The Power of Normalization: Faster Evasion of Saddle Points
Kfir Y. Levy
TL;DR
The paper addresses the challenge of saddle points in non-convex optimization by introducing Saddle-NGD, a normalized gradient descent variant with periodic noise to promote saddle-escape. It proves convergence to a local minimum with a rate of $\tilde{O}(\eta^{-3/2})$ iterations and a function-value gap of $\tilde{O}(\eta)$, with an emphasis on the dimension-dependent max learning rate $\eta_{\max}=\tilde{O}(1/d^2)$, improving over prior noisy-GD results. The stochastic extension shows comparable sample complexity to noisy-GD, while empirical results on online tensor decomposition and ICA demonstrate practical benefits in environments with saddle points and multi-modality.
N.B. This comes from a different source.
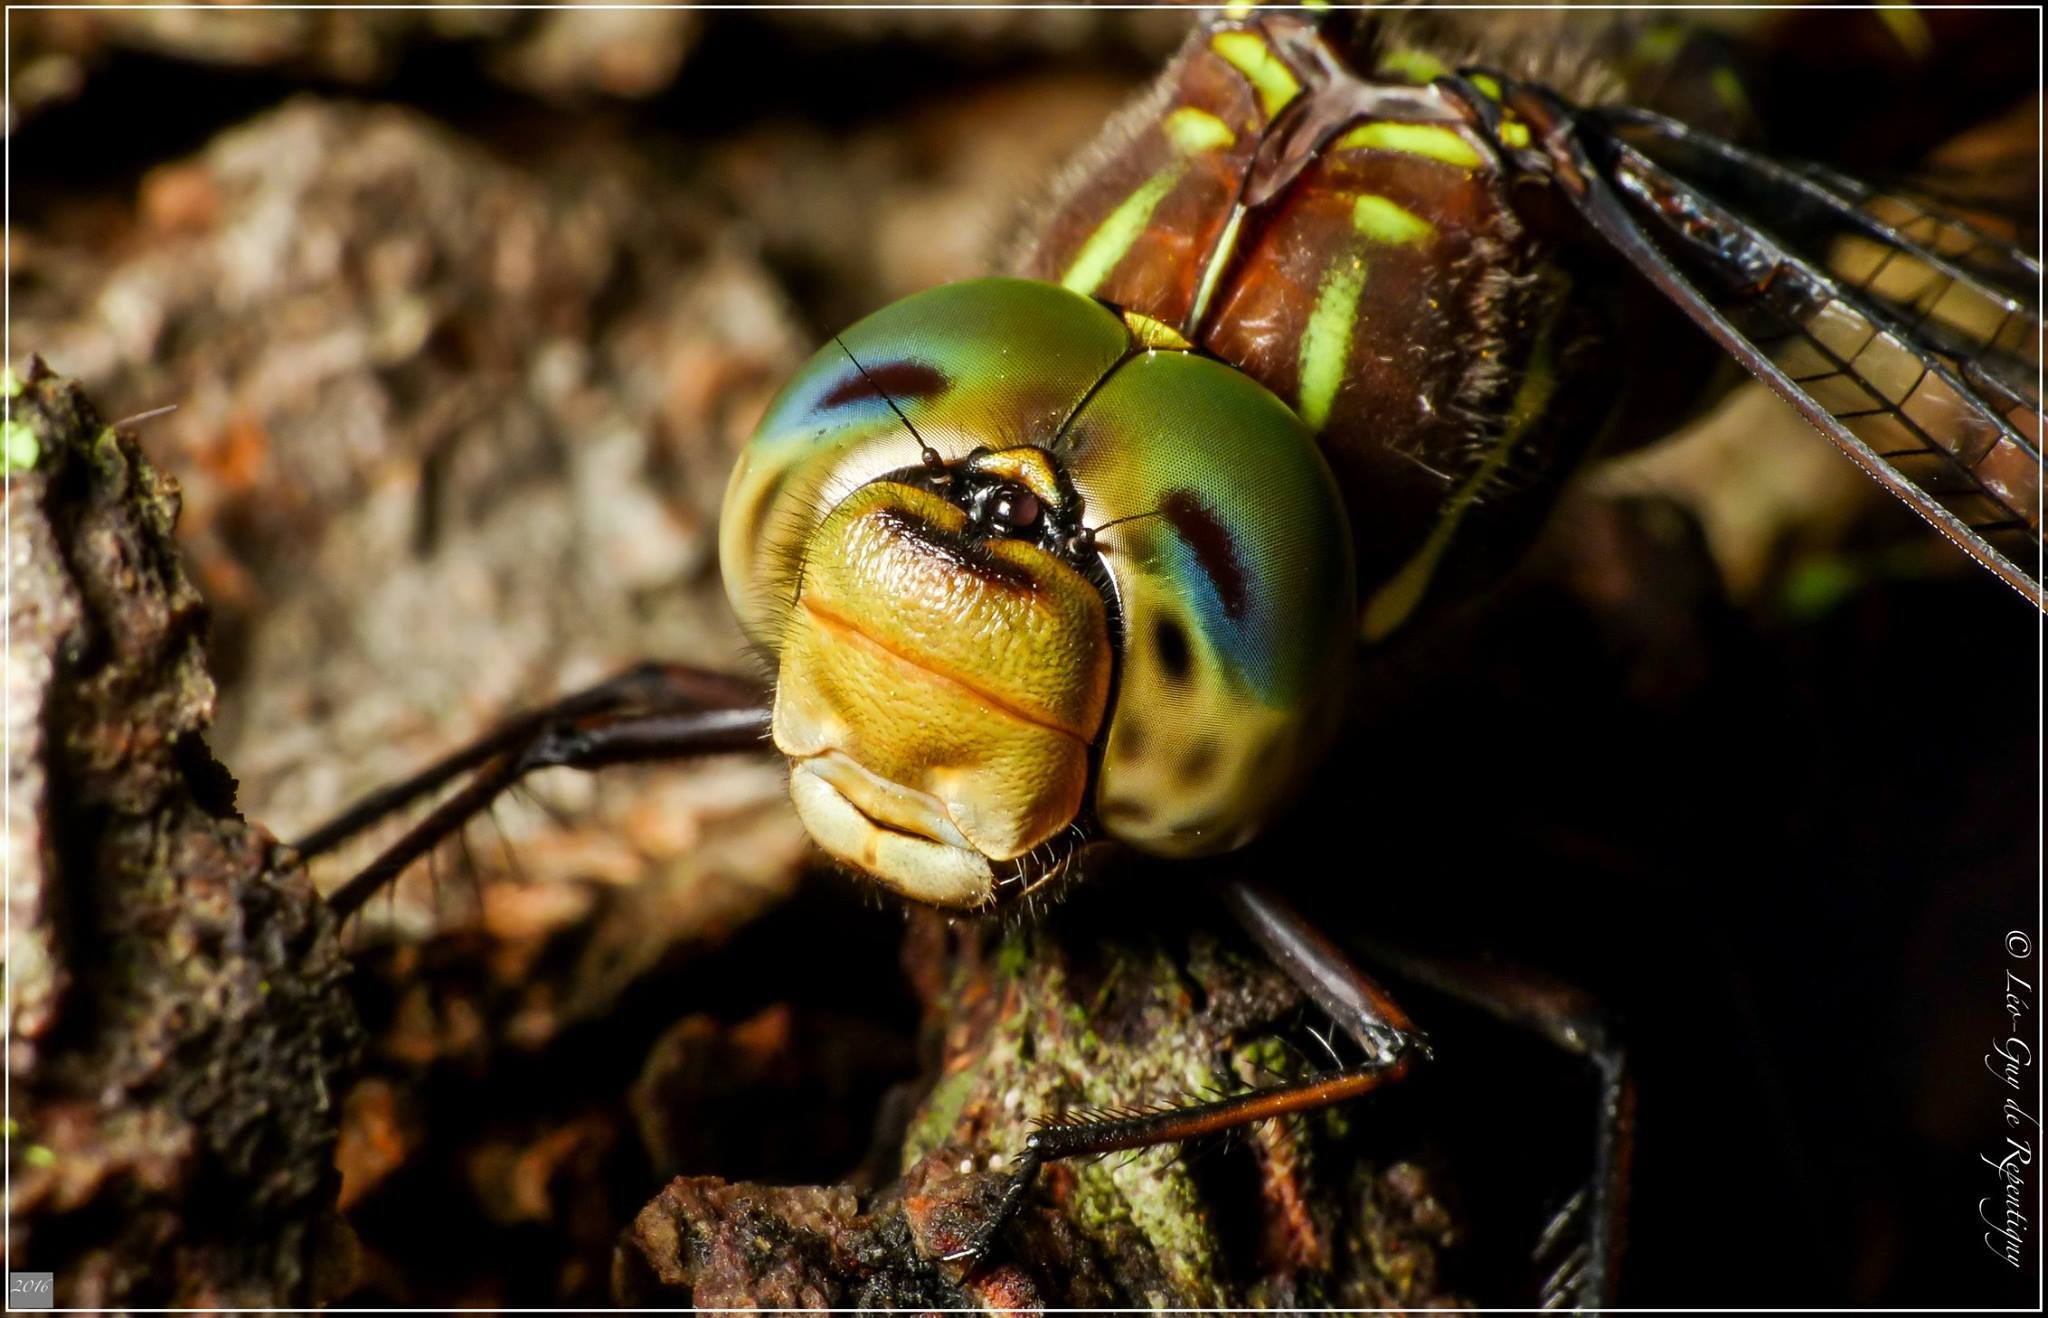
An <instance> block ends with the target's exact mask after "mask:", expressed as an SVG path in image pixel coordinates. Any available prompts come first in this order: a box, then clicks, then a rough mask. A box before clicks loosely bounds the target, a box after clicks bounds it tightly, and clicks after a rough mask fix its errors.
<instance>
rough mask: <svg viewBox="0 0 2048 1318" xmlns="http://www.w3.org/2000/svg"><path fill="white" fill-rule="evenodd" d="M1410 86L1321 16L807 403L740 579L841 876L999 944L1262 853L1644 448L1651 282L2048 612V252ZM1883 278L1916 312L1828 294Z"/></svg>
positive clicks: (1212, 33)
Altogether, the work provides a theoretically grounded, scalable first-order method for rapidly escaping saddles and converging to local minima in high-dimensional non-convex problems.
Abstract
A commonly used heuristic in non-convex optimization is Normalized Gradient Descent (NGD) - a variant of gradient descent in which only the direction of the gradient is taken into account and its magnitude ignored. We analyze this heuristic and show that with carefully chosen parameters and noise injection, this method can provably evade saddle points. We establish the convergence of NGD to a local minimum, and demonstrate rates which improve upon the fastest known first order algorithm due to Ge e al. (2015). The effectiveness of our method is demonstrated via an application to the problem of online tensor decomposition; a task for which saddle point evasion is known to result in convergence to global minima.